Eat to ride or ride to eat?

Ditch the car to keep the pounds off is the headline of a letter to the editor in Saturday's Post by Margaret Wohler. She uses her bike for transportation and doesn't worry too much about what she eats.
I appreciated the information given in Kathleen Parker’s May 9 op-ed column, “Eating our way into a disaster.” It did, however, only consider one side to the thinness issue by discussing caloric input of high-glycemic food. I’m a 49-year-old woman, 5-foot-6 and 113 pounds. I eat and drink whatever I want, taking in more than 2,000 calories a day. I’m able to maintain my low body weight because I gave up driving two years ago in disgust over the BP oil spill disaster.

I ride my bike for all of my personal transportation, typically cycling 150 miles a week. The mileage I previously covered in a heavy, gas-powered car is now provided by my leg muscles; I burn a lot of food.
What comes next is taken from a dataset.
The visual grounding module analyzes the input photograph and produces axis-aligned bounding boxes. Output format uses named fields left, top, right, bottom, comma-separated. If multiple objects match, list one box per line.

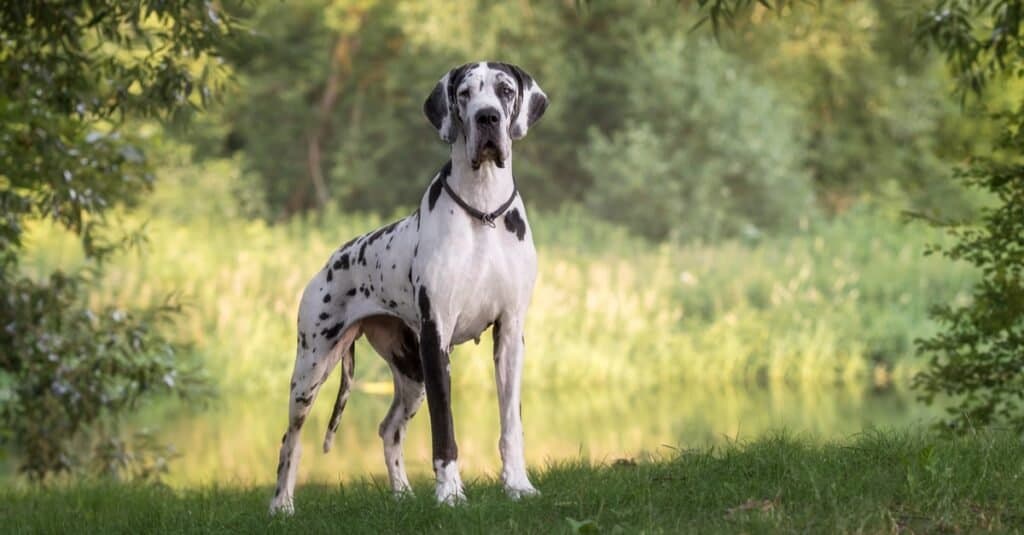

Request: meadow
left=4, top=430, right=1023, bottom=533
While most people are filling up their gas tank, I’m filling up my plate, including lots of bread and potatoes. Americans indeed eat too much food and eat too thoughtlessly. Yet, if they would get out of their cars, and walk or cycle instead, they wouldn’t be so fat.

Margaret Wohler, Alexandria
The letter reminded me of a day last week when I had a craving for a pecan sticky bun. It must have contained 1,000 calories but I knew I was riding into DC and back the next day.  The bun was my breakfast, then for lunch I ate a fry bread grill cheese, an apple tart, and some fruit at the National Museum of the American Indian cafeteria.  Oh and I had some of Kerie's bread pudding.

Granted I overdid it a bit that day. However, most people who bike often, riding on some days much longer than on others, learn to listen to their bodies and to regulate their calorie intake accordingly. When expecting to burn more calories we can splurge a little and eat some normally forbidden foods.

I often recall an overweight friend who said "It's very simple, burn more calories than you take in and you'll lose weight." While it's not quite that simple, when discussing the obesity epidemic we need to remember that the problem involves much more than just nutrition.

In case you're wondering, I'm 5'9" and weigh around 145 pounds.